Peter Staudenmaier likes to complain that anthroposophists do not "get" his arguments, and he practically laments the fact that they frequently do not agree with him. But there is a reason for that which goes beyond stubbornness, ignorance, or stupidity. His argumentation is faulty, his research highly selective, and his treatment of sources is repeatedly, deliberately, and blatantly dishonest. The only way that Peter Staudenmaier is able to continue to plausibly argue his tired and mistaken point of view is that almost none of his readers are able to check his citations against the original, and a few that are generally do not want to spend their lives as his research assistant. Were he to attempt such a hatchet job on an intellectual figure who worked primarily in English, he would be laughed off the Internet.

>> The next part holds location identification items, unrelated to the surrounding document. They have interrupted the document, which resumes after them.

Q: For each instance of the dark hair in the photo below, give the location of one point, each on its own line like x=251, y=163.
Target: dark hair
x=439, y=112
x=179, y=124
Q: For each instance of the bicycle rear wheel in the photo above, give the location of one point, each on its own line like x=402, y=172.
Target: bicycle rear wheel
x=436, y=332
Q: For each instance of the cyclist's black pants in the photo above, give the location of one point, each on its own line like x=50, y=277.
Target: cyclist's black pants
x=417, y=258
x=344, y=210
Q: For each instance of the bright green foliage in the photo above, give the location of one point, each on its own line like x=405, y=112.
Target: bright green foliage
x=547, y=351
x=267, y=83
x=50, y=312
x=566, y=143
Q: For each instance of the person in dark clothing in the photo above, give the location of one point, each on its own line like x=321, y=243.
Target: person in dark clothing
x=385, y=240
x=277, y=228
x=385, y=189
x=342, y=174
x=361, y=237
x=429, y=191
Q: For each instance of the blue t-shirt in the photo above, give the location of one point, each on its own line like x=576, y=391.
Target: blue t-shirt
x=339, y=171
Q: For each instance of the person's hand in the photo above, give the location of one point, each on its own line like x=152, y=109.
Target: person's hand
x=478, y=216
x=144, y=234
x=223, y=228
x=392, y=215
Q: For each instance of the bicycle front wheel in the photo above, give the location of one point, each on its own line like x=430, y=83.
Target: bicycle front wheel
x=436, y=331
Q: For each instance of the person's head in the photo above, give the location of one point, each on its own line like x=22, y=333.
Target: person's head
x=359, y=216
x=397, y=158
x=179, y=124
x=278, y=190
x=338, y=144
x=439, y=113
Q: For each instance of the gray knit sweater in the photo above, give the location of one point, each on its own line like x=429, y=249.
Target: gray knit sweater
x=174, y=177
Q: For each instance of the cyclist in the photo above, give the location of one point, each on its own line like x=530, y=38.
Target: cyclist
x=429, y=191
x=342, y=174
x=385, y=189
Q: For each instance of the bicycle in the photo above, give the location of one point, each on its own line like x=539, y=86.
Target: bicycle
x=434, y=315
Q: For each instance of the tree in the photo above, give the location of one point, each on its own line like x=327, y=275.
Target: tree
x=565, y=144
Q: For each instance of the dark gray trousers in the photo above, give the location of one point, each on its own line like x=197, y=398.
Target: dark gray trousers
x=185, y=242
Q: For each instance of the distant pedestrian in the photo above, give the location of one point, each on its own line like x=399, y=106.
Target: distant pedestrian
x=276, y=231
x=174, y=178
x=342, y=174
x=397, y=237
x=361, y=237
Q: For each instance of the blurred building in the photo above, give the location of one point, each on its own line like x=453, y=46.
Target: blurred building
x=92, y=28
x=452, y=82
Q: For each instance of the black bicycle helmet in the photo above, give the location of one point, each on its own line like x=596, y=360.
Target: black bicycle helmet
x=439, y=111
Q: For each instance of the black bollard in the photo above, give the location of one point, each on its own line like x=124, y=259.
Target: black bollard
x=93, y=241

I will stand by my original summary of Steiner’s relationship to Treitschke, even as I concede that some of my phrasing can be as misleading as Staudenmaier’s.

Steiner did speak favorably of certain aspects of Treitschke’s works in a number of places, but his praise was always narrowly directed. And Steiner was careful not to praise Treitschke’s person, only aspects of his work. Thus I do not feel that it is accurate to call Steiner an admirer of Treitschke.